Here's just a quick list of things that Coco Gauff has been able to do so far in her life:
1) Play and advance to the 4th round at Wimbledon
2) Play and advance to the 3rd round at the US Open
Now here's an even quicker list of things that Coco Gauff is still not able to do so far in her life:
1) Hop in the car and drive to Chick-Fil-A to order a spicy chicken sandwich meal with an extra order of fries for the car ride home (veteran move) without having to bring one of her parents along.
I've always thought that if you're someone who achieves a ridiculous amount of success at an early age, you should just be allowed to do shit way earlier than everybody else. Like if you're beating Venus Williams and Wimbledon and then losing to the eventual champion at the age of 15, you should just be allowed to get your drivers license already. The same way when guys enter the NHL at 18 or 19-years-old. Imagine winning the Stanley Cup as a rookie and "technically" you wouldn't be permitted by the law to gas a billion beers with the boys afterwards? Basically all I'm saying is that your age should really be determined by your success. There are 15-year-olds out there in the world like Coco Gauff who should be treated as if they're 30. And on the other hand, there are also 30-year-olds out there who should be treated like they're still 15.

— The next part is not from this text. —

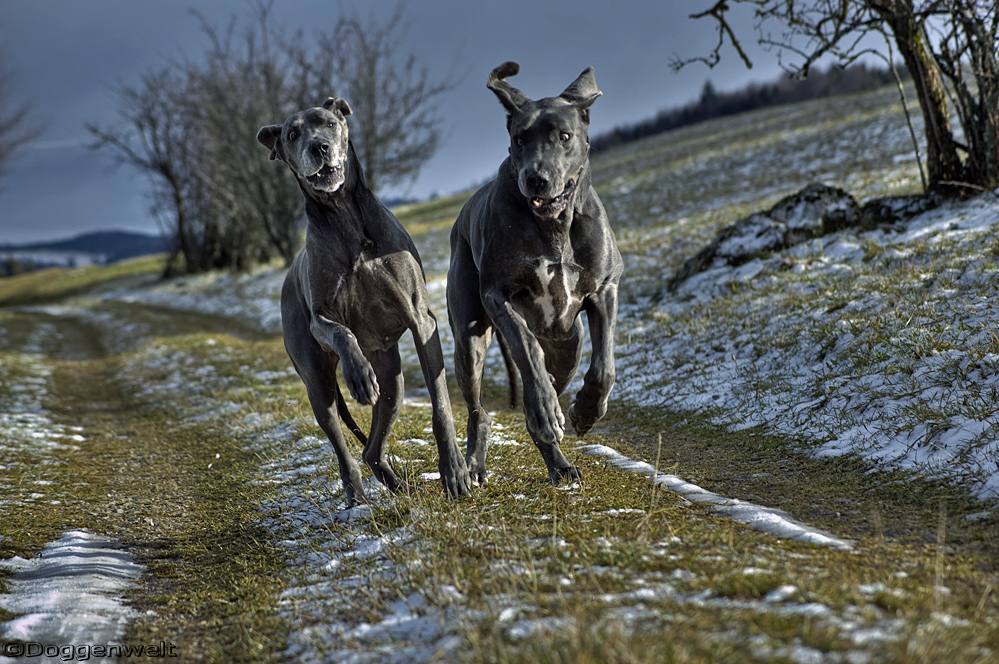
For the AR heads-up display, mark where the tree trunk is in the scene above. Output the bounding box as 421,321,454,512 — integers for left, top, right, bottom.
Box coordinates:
958,10,999,190
869,1,965,191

Just something to think about. But in the meantime, I guess this makes me feel a little better with the way my life has gone. I mean, sure, Coco Gauff may have achieved more in just 15 years than I could ever imagine athletically. But guess who can hit "publish" on this blog and then immediately drive myself over to CFA without having to beg one of my parents to come along for the ride? Wimbledon appearances may come and go, but waffle fries dipped in Polynesian sauce are forever.
By the way--Coco turns 16 in March. So you only have a little less than 2 months left to relish this moment of almost having a better life than a teenager.